My boss said I didn't qualify for redundancy because of a career break

It started when I was called into a meeting and told by my boss that I was being made redundant.

I wasn't too upset about it. I knew the company had been struggling. What shocked me was that I vaguely knew there was supposed to be a redundancy 'review' sort of time period and this wasn't offered.

Also, I was told I wasn't eligible for redundancy pay because they said that a year I had 'taken off' to live in another country counted as an 'end and restart' to my employment rather than a 'sabbatical' or 'break in employment' and since I'd only been back in employment with them for under 2 years I wasn't eligible for redundancy. I had worked with them since 2009 and the break in employment was after 5 years solid work. I definitely thought there was something fishy about that.

So I looked at Gov.UK's page about redundancy and spoke with my dad and we went to see an employment lawyer.

The employment lawyer confirmed that there should have been a period of consultation where they covered any alternatives to redundancy, which didn't happen. And the employment lawyer also confirmed that the year of living abroad counted as a 'break in employment' for a number of reasons (even though I had been issued a P45) including:

1. They had arranged a year long temporary replacement for my position while I was away.

2. My boss had referred to it as a 'sabbatical' in an email to me.

3. My boss had emailed me while I was living abroad saying that they were reissuing contracts and they were making sure all rights continued from the very beginning of employment.

In the end I got 7 years equivalent of redundancy pay which was 7 weeks pay capped at a certain amount.

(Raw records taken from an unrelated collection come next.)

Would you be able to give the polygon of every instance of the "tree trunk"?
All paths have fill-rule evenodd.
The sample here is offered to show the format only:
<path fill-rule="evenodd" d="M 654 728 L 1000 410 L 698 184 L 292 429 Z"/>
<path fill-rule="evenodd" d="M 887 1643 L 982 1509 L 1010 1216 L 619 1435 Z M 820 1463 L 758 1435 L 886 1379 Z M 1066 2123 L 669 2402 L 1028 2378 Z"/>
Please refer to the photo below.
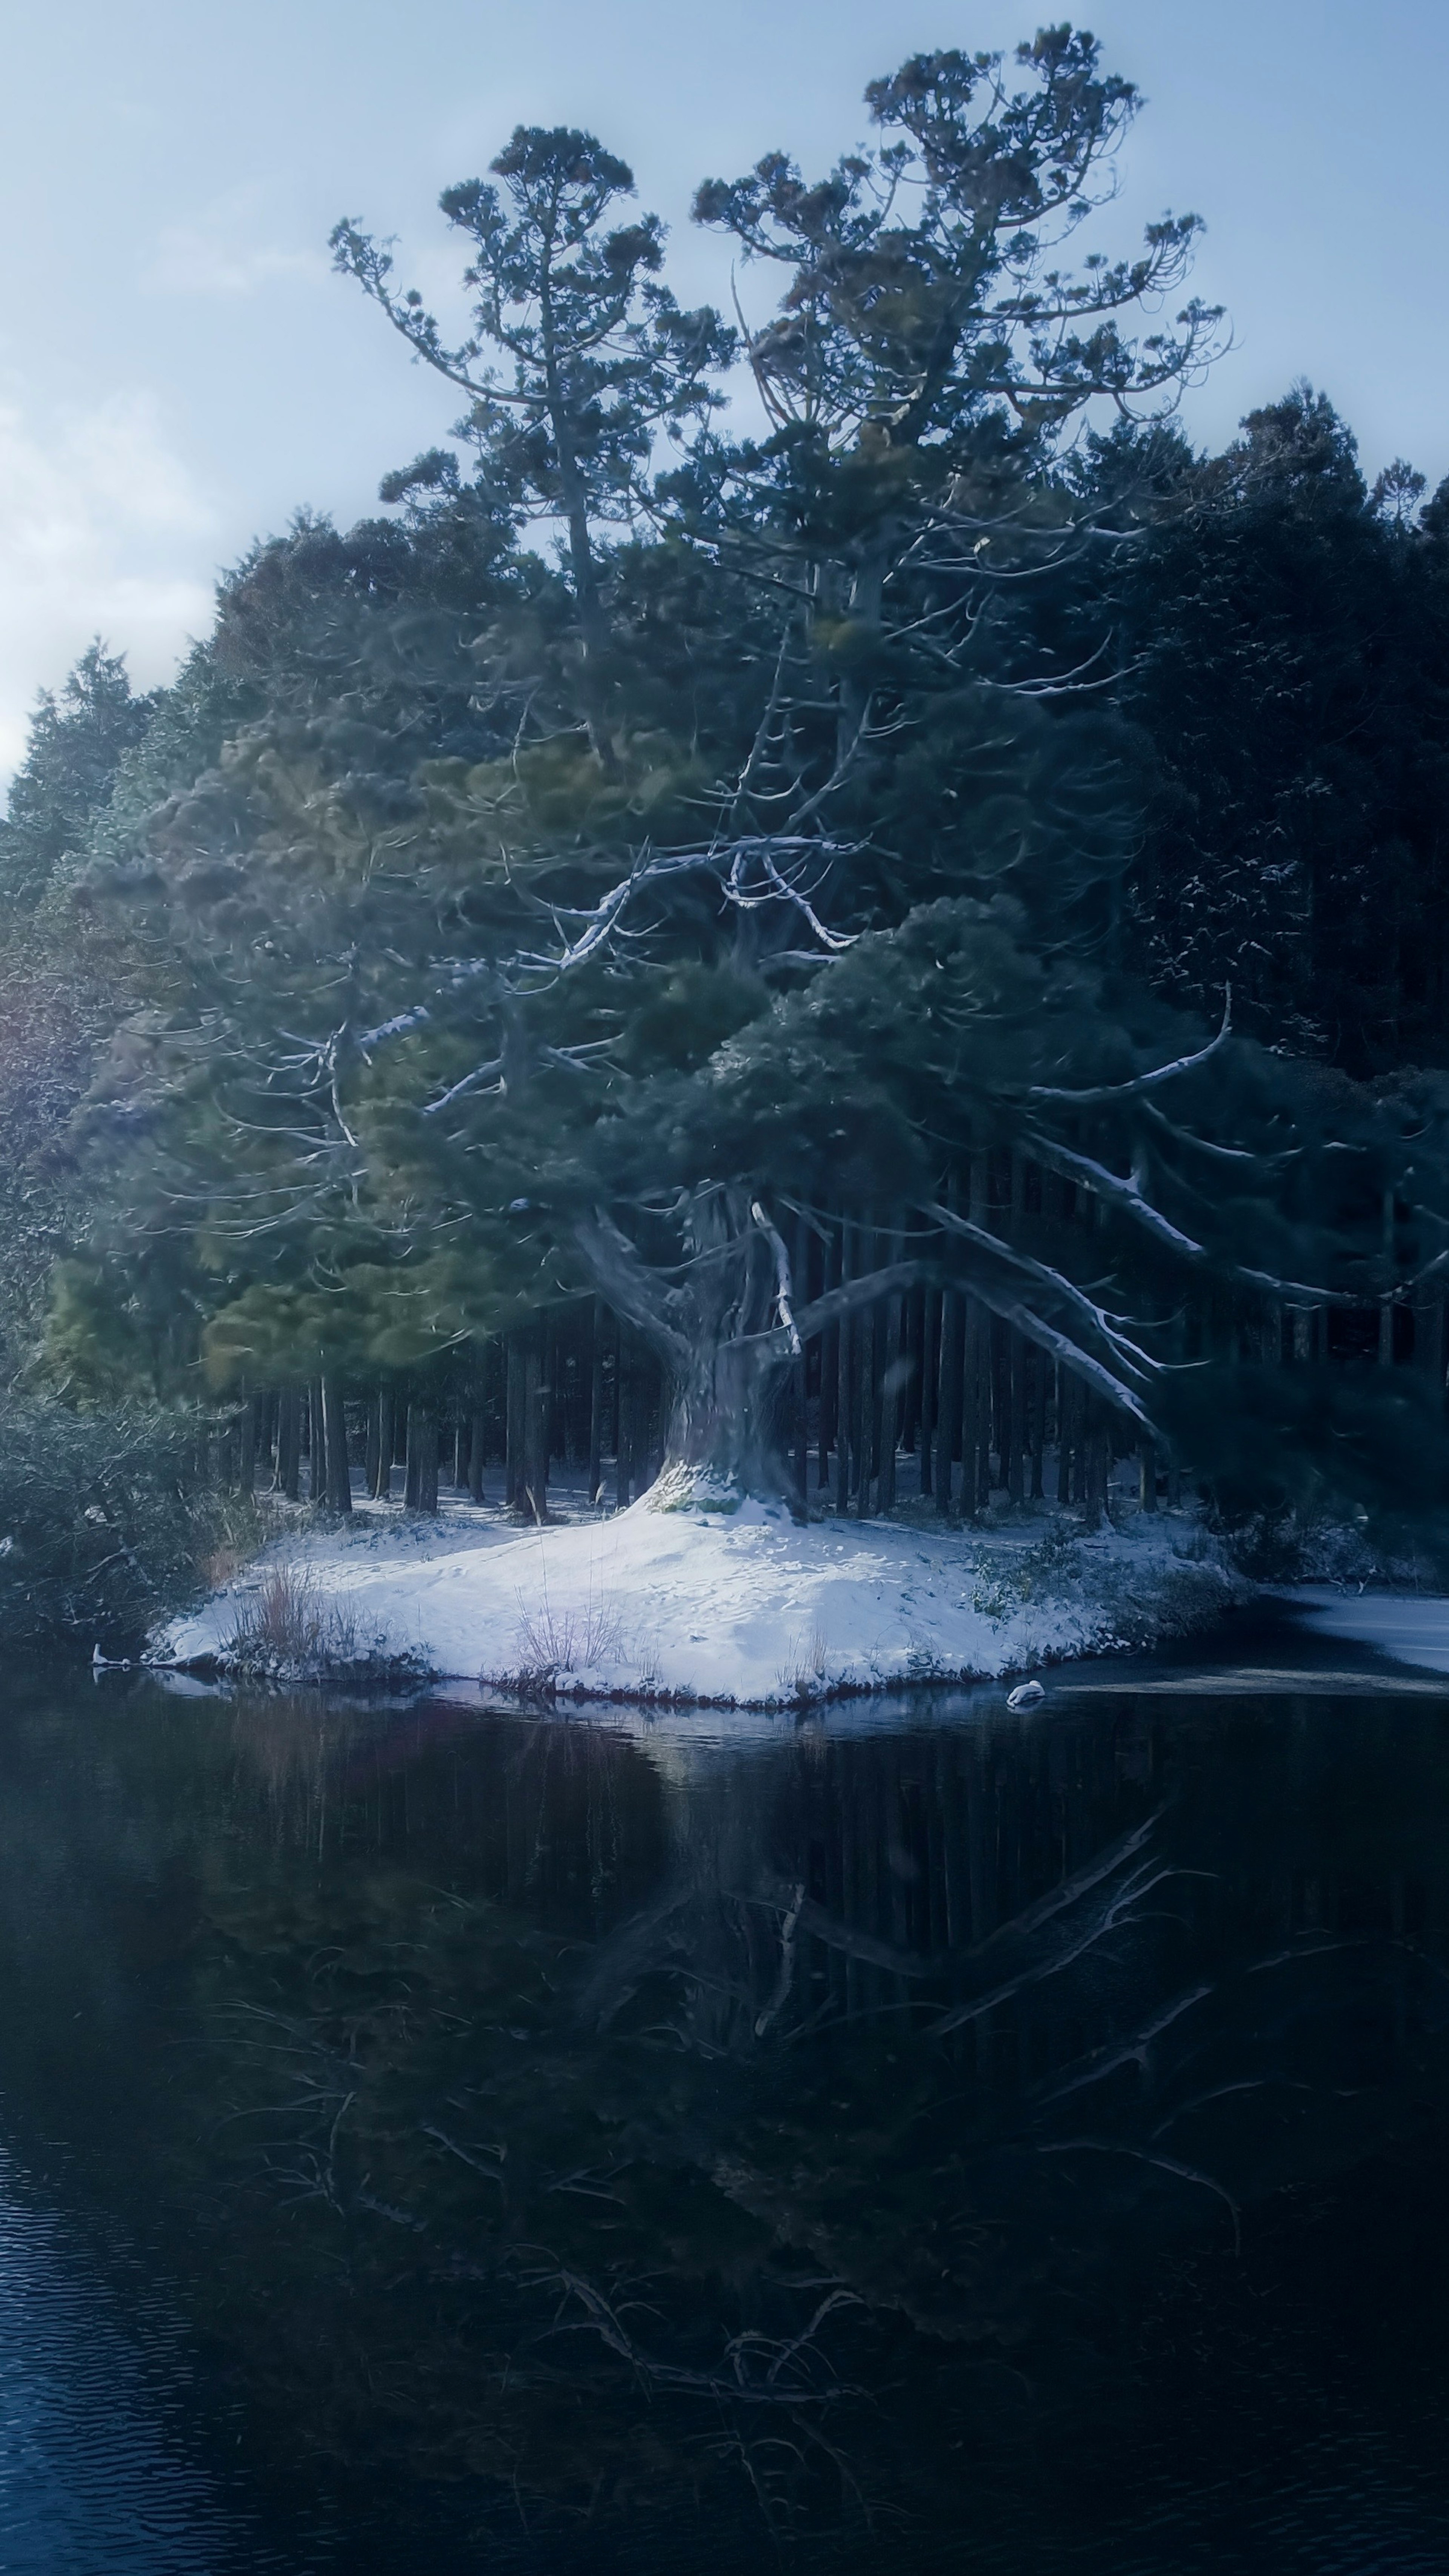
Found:
<path fill-rule="evenodd" d="M 604 1490 L 604 1333 L 608 1308 L 602 1297 L 594 1299 L 593 1330 L 589 1348 L 589 1501 L 597 1503 Z"/>
<path fill-rule="evenodd" d="M 307 1389 L 307 1457 L 311 1471 L 307 1480 L 308 1500 L 324 1503 L 327 1499 L 327 1425 L 322 1412 L 322 1381 L 317 1377 Z"/>
<path fill-rule="evenodd" d="M 415 1428 L 415 1410 L 416 1408 L 413 1405 L 410 1404 L 408 1406 L 403 1427 L 403 1510 L 405 1512 L 415 1512 L 418 1509 L 418 1494 L 420 1491 L 418 1473 L 422 1461 L 422 1450 L 418 1445 L 418 1435 Z"/>
<path fill-rule="evenodd" d="M 1072 1441 L 1076 1430 L 1074 1419 L 1076 1380 L 1070 1369 L 1057 1364 L 1057 1501 L 1072 1499 Z"/>
<path fill-rule="evenodd" d="M 523 1506 L 523 1335 L 510 1333 L 505 1345 L 506 1376 L 503 1393 L 503 1503 L 510 1512 Z"/>
<path fill-rule="evenodd" d="M 548 1518 L 549 1410 L 553 1390 L 548 1382 L 547 1336 L 542 1324 L 532 1327 L 523 1360 L 523 1490 L 519 1507 L 540 1524 Z"/>
<path fill-rule="evenodd" d="M 952 1466 L 962 1433 L 966 1362 L 966 1300 L 959 1288 L 948 1288 L 941 1300 L 941 1405 L 936 1423 L 936 1510 L 942 1520 L 951 1509 Z M 962 1507 L 972 1509 L 966 1459 L 962 1458 Z"/>
<path fill-rule="evenodd" d="M 277 1403 L 277 1491 L 289 1503 L 302 1491 L 302 1399 L 294 1386 Z"/>
<path fill-rule="evenodd" d="M 1046 1496 L 1047 1369 L 1045 1351 L 1031 1354 L 1031 1499 Z"/>
<path fill-rule="evenodd" d="M 1022 1459 L 1026 1449 L 1026 1343 L 1013 1327 L 1008 1326 L 1007 1394 L 1010 1401 L 1010 1452 L 1006 1460 L 1006 1490 L 1012 1502 L 1026 1499 L 1026 1478 Z"/>
<path fill-rule="evenodd" d="M 257 1421 L 261 1409 L 261 1397 L 259 1395 L 249 1395 L 242 1406 L 241 1421 L 237 1426 L 239 1438 L 237 1442 L 236 1480 L 244 1494 L 253 1494 L 256 1492 Z"/>
<path fill-rule="evenodd" d="M 855 1228 L 848 1216 L 840 1220 L 840 1284 L 855 1276 Z M 842 1516 L 850 1509 L 850 1465 L 853 1426 L 851 1404 L 855 1390 L 855 1336 L 860 1318 L 842 1315 L 835 1334 L 835 1509 Z"/>
<path fill-rule="evenodd" d="M 898 1258 L 900 1236 L 891 1246 L 891 1259 Z M 880 1507 L 893 1512 L 896 1507 L 896 1440 L 901 1418 L 901 1299 L 888 1297 L 884 1316 L 884 1363 L 881 1370 L 880 1406 Z"/>
<path fill-rule="evenodd" d="M 861 1229 L 861 1270 L 874 1270 L 877 1265 L 877 1234 L 874 1229 Z M 861 1476 L 856 1486 L 856 1515 L 869 1520 L 874 1507 L 874 1489 L 879 1479 L 879 1455 L 882 1455 L 882 1311 L 879 1306 L 866 1306 L 861 1311 L 856 1332 L 861 1363 L 859 1419 L 861 1419 Z"/>
<path fill-rule="evenodd" d="M 990 1406 L 984 1380 L 989 1330 L 977 1299 L 965 1300 L 966 1321 L 961 1362 L 961 1513 L 974 1520 L 990 1500 L 991 1467 L 986 1451 L 991 1437 Z"/>
<path fill-rule="evenodd" d="M 408 1406 L 408 1459 L 404 1499 L 410 1511 L 438 1508 L 438 1417 L 428 1404 Z"/>
<path fill-rule="evenodd" d="M 810 1229 L 803 1216 L 795 1220 L 795 1293 L 803 1302 L 810 1277 Z M 810 1354 L 802 1346 L 794 1369 L 795 1498 L 802 1517 L 810 1517 Z"/>
<path fill-rule="evenodd" d="M 373 1469 L 374 1502 L 392 1499 L 392 1453 L 397 1446 L 397 1398 L 390 1386 L 377 1391 L 377 1464 Z"/>
<path fill-rule="evenodd" d="M 941 1409 L 941 1291 L 928 1288 L 921 1309 L 921 1494 L 931 1492 L 931 1453 Z"/>
<path fill-rule="evenodd" d="M 483 1500 L 483 1463 L 488 1438 L 488 1416 L 481 1404 L 475 1405 L 468 1435 L 468 1500 Z"/>
<path fill-rule="evenodd" d="M 825 1246 L 824 1285 L 840 1285 L 840 1242 L 832 1228 Z M 820 1336 L 820 1471 L 822 1493 L 830 1490 L 830 1460 L 840 1420 L 840 1326 L 827 1324 Z"/>
<path fill-rule="evenodd" d="M 634 1398 L 633 1336 L 620 1324 L 614 1358 L 614 1508 L 621 1512 L 634 1500 Z"/>
<path fill-rule="evenodd" d="M 330 1373 L 322 1380 L 322 1411 L 327 1441 L 327 1506 L 330 1511 L 350 1512 L 352 1464 L 347 1454 L 347 1414 L 342 1380 Z"/>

I also got 8 weeks of notice of which I waived 4 weeks because I didn't want to work it and I didn't want them to have to pay me for it.

Looking back, definitely get advice whether it is from a lawyer (if you can afford it) or do some research- the Gov.uk site is really clear and easy to understand. Or maybe even go to Citizen's Advice - even if you don't think anything is fishy just do a wee bit of research.

Also- once you get advice from a lawyer with exactly what you have a right to receive it might be worth going back to your employer (if you have a good relationship with them) and discussing it with them... to prevent lawyer fees and bad blood. I was on really good terms with my boss and once the legal letter was issued I soured that relationship, but on the other hand I had it all in writing that the lack of consultation process meant that they were liable for 'unfair dismissal' and I got the full redundancy pay.